“Did you clean it?” he asked Vincet, and the young pixy shook his head, looking scared.

“No. It was like that when we got here. Vi wakes as if in a trance, mindless as she hits the base of the statue until the burning brings her down. Then she screams until the moon shifts from the top of the sky and the statue lets her go.”

Jenks scratched the base of his wings, puzzled. Though he didn’t move from the back of the bench, his wings sent a glitter of dust over them. Holy crap, he had to pee again.

Vincet pulled his frightened gaze from the white stone glinting in the light of a nearby streetlamp. “I’d fight if I could. I’d die defending my children if I could see it. Is it a ghost?”

“Maybe.” Pulling his hands from his hips, Jenks crossed his arms.
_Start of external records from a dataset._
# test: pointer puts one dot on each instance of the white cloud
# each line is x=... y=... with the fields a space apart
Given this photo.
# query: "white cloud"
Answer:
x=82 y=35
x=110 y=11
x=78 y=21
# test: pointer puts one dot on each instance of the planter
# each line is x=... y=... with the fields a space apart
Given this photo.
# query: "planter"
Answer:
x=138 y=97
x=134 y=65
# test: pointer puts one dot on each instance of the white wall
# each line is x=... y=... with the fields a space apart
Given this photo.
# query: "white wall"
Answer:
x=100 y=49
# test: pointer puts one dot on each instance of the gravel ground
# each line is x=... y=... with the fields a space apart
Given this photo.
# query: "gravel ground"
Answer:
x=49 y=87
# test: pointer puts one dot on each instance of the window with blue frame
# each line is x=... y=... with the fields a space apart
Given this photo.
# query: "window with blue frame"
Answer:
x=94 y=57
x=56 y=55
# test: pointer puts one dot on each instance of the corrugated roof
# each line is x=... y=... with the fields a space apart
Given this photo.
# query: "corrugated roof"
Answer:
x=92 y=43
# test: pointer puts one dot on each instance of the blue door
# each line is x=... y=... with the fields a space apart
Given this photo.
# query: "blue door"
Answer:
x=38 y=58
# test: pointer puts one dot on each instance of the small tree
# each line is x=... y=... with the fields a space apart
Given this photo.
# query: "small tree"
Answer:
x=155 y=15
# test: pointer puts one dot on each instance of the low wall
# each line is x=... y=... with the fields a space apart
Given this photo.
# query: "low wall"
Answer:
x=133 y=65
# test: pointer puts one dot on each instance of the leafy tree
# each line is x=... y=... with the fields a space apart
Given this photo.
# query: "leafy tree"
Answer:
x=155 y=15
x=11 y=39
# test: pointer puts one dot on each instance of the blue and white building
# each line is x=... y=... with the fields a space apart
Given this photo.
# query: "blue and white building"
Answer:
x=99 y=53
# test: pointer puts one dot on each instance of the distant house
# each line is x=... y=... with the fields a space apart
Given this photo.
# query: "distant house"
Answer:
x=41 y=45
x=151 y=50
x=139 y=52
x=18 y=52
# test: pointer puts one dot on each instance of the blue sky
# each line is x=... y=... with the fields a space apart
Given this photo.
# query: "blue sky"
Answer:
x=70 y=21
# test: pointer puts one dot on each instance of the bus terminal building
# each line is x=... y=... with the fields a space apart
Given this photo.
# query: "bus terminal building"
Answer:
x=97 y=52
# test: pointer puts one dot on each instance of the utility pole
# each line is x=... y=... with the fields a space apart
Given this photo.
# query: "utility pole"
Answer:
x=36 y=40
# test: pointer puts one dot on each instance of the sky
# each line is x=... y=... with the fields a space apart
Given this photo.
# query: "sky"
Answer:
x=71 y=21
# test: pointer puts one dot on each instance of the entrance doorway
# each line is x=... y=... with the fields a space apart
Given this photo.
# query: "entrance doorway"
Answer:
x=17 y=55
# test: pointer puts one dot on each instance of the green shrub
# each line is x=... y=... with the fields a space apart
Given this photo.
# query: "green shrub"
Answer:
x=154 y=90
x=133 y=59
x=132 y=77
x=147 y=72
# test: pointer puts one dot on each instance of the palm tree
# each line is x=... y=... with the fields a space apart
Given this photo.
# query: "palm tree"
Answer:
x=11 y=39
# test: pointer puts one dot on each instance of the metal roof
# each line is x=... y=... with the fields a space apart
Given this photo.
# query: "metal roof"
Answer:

It was a bad habit he’d gotten from Rachel, and he immediately put his fists back on his hips where they belonged.

A sudden noise in the trees above them caught them unawares, and while Jenks remained standing on the back of the bench, Vincet darted away, clearly surprised. It was Bis, returning from his circuit of the park under Jenks’s direction. Jenks was used to giving orders, but not while on a run, and he nervously hoped he was doing this right.

With a soft hush of sliding leather and the scent of iron, the cat-size gargoyle landed on the back of the bench, his long claws scrabbling for purchase. Bis could cling to a vertical slab of stone with no problem, slip through a crack a bat would balk at, but trying to balance on the thin back of the slatted bench was more than he could manage. With an ungraceful hop, he landed on the concrete sidewalk between the bench and the statues.